Coordinated by Audubon Nature Institute, the Coastal Wildlife Network (CWN) is NOAA Fisheries’ primary stranding network response partner for marine mammals (dolphins and whales) and sea turtles in the State of Louisiana. CWN is committed to the humane care and treatment of injured, ill, or displaced marine animals in Louisiana and is the only entity in the state responsible for the rehabilitation of live marine mammals and sea turtles. The information CWN collects from stranded animals provides a snapshot into the health of the marine environment and provides a better understanding of threats to marine mammals and sea turtles in the wild.

The public is advised to report all stranded marine mammals and sea turtles (live or dead) to CWN at 877-942-5343.

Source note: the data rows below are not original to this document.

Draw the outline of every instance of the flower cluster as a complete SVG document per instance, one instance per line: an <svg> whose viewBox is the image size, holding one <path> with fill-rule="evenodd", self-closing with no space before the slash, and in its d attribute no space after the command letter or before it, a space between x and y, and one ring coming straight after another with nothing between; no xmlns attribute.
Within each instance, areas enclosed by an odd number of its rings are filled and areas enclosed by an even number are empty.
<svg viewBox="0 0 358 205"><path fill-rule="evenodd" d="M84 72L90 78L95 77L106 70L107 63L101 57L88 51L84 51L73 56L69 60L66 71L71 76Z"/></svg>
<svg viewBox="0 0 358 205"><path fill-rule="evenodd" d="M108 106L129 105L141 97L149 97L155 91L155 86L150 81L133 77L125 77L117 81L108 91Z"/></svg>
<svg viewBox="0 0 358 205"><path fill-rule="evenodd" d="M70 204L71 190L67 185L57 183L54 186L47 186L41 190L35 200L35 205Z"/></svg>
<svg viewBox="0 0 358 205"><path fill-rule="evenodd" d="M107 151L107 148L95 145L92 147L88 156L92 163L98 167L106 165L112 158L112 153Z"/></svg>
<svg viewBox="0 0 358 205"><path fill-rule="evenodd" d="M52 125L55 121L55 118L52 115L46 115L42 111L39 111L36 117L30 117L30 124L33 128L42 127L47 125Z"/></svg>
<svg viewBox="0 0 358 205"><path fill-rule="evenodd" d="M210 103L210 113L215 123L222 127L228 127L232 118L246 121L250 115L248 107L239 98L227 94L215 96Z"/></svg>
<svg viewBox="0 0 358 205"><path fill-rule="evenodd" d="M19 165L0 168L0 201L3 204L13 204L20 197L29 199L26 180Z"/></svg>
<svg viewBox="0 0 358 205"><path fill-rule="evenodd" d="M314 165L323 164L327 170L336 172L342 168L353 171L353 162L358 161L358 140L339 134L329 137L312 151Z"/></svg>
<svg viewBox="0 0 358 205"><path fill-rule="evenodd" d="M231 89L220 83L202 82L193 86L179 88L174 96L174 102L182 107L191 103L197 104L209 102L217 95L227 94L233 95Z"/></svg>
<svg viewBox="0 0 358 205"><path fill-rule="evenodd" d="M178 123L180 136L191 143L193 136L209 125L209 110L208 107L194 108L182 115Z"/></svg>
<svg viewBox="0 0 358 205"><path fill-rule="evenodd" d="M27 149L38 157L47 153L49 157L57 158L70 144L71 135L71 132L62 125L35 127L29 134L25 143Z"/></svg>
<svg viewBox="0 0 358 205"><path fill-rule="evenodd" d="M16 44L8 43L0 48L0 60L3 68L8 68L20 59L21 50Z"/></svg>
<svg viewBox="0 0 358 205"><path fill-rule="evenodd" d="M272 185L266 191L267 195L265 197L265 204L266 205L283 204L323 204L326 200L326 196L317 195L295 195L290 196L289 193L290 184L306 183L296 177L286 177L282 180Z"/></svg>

When reporting strandings, the public should be prepared to give:

·       Exact location and/or GPS coordinates,

·       Photographs of the animal, and

·       Nature of the report (type of animal/live or dead/size, etc.).

Recommendations when reporting a live stranded animal include:

·       Put human safety above animal safety. If conditions are dangerous, do not attempt to approach the animal.

·       Keep crowds away and noise levels down to avoid causing stress to the animal.

·       Don't push an animal on shore back into the water.

·       If the animal returns to the water on its own, don't attempt to interact with it.

·       Leave all entanglements that may be present on the animal.